ECLI:NL:TGZRAMS:2024:5 Regionaal Tuchtcollege voor de Gezondheidszorg Amsterdam A2023/5827

ECLI: ECLI:NL:TGZRAMS:2024:5
Datum uitspraak: 05-01-2024
Datum publicatie: 05-01-2024
Zaaknummer(s): A2023/5827
Onderwerp: Onjuiste behandeling/verkeerde diagnose
Beslissingen: Ongegrond, kennelijk ongegrond
Inhoudsindicatie: Kennelijk ongegronde klacht tegen een chirurg. De plastisch chirurg heeft bij klaagster een lipoom aan de linkerzijde van de heup operatief verwijderd. Klaagster verwijt de plastisch chirurg onder andere dat hij het operatiegebied niet gedesinfecteerd heeft en dat de nazorg onvoldoende was. Het is volgens het college niet aannemelijk dat de plastisch chirurg het operatiegebied niet ontsmet heeft. Bovendien betekent het ontstaan van een infectie niet zonder meer dat het niet ontsmet is. Dat klaagster is geïnformeerd over de ingreep vindt steun in het medisch dossier. Niet kan worden vastgesteld dat de plastisch chirurg te weinig aandacht aan klaagster heeft besteed. Hij kan voorts niet verantwoordelijk worden gehouden voor het handelen van een andere zorgverlener (verpleegkundige). Klacht is kennelijk ongegrond verklaard.

A2023/5827
Beslissing van 5 januari 2024


REGIONAAL TUCHTCOLLEGE VOOR DE GEZONDHEIDSZORG
AMSTERDAM

Beslissing in raadkamer van 5 januari 2024 op de klacht van:


A,
wonende te B,
klaagster,
gemachtigde: C,


tegen


D,
plastisch chirurg,
werkzaam te B,
verweerder, hierna ook: de plastisch chirurg,
gemachtigde: mr. M.L. Jinkes de Jong, werkzaam te Zoetermeer.

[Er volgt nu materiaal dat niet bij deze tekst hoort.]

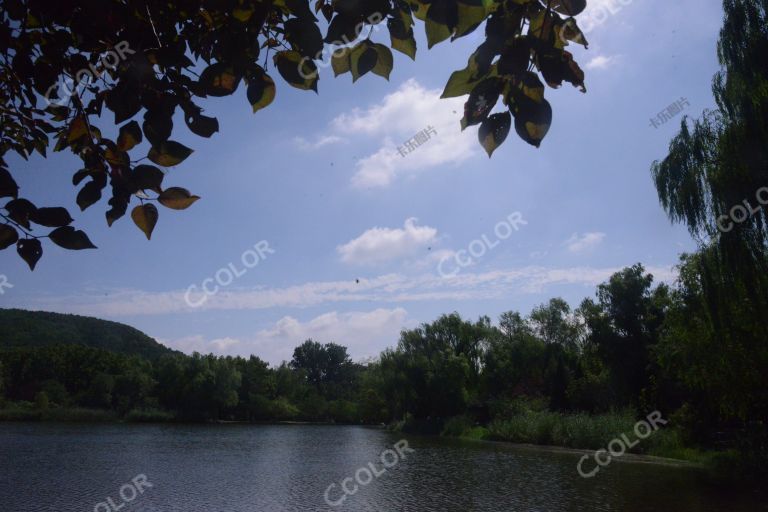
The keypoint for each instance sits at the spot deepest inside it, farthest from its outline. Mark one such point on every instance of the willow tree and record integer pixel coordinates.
(714, 180)
(145, 65)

1. Waar gaat de zaak over?
1.1 De plastisch chirurg heeft bij klaagster een lipoom aan de linkerzijde van de heup operatief verwijderd. Klaagster verwijt de plastisch chirurg onder andere dat hij het operatiegebied niet gedesinfecteerd heeft en dat de nazorg onvoldoende was.

1.2 Het college komt tot het oordeel dat de klacht kennelijk ongegrond is. ‘Kennelijk’ betekent dat het niet nodig is om nog vragen aan de partijen te stellen en dat duidelijk is dat de klacht niet gegrond kan worden verklaard. Hierna licht het college toe hoe het tot deze beslissing is gekomen.


2. De procedure
2.1 Het college heeft de volgende stukken ontvangen:
- het klaagschrift met de bijlagen, ontvangen op 12 juli 2023;
- het verweerschrift met de bijlagen;
- de e-mail van de gemachtigde van klaagster van 4 september 2023, met de bijlage;
- de brief van de gemachtigde van klaagster van 4 oktober 2023, binnengekomen op 6 oktober 2023, met als bijlage een machtiging;
- het proces-verbaal van het mondelinge vooronderzoek, gehouden op 23 oktober 2023.

2.2 Het college heeft de klacht in raadkamer behandeld. Dit betekent dat het college de zaak beoordeeld heeft op basis van de stukken, zonder dat de partijen daarbij aanwezig waren.


3. Wat is er gebeurd?
3.1 Klaagster, geboren in 1971, is door de huisarts verwezen naar E in verband met een zwelling aan de linkerzijde van de heup.

3.2 Op 9 januari 2023 zag de plastisch chirurg klaagster samen met haar echtgenoot op consult. Op 21 november 2022 waren al een MRI-scan en een echo gemaakt. De plastisch chirurg concludeerde op basis daarvan dat er sprake was van een lipomateuze zwelling en dat chirurgische verwijdering geïndiceerd was. Hierover is in het medisch dossier genoteerd:
“(…)
Beleid:
uitleg, chirurgisch extirpatie van de zwelling, achter laten van een drain, ingreep en complicaties besproken. recidief kans besproken. aanmelden voor OK met 1 nacht verblijf in het ziekenhuis. “

3.3 Op 13 maart 2023 werd klaagster gezien door de anesthesioloog voor een preoperatieve screening.

3.4 Op 15 mei 2023 heeft de plastisch chirurg klaagster geopereerd. De operatie verliep zonder bijzonderheden. Er werd een drain geplaatst. Na de operatie werd klaagster naar de afdeling gebracht.

3.5 Op 16 mei 2023 is de drain verwijderd door een verpleegkundige in overleg met de plastisch chirurg. Hierna werd klaagster ontslagen. Klaagster wilde in verband met haar thuissituatie graag naar een zorghotel om verder te herstellen.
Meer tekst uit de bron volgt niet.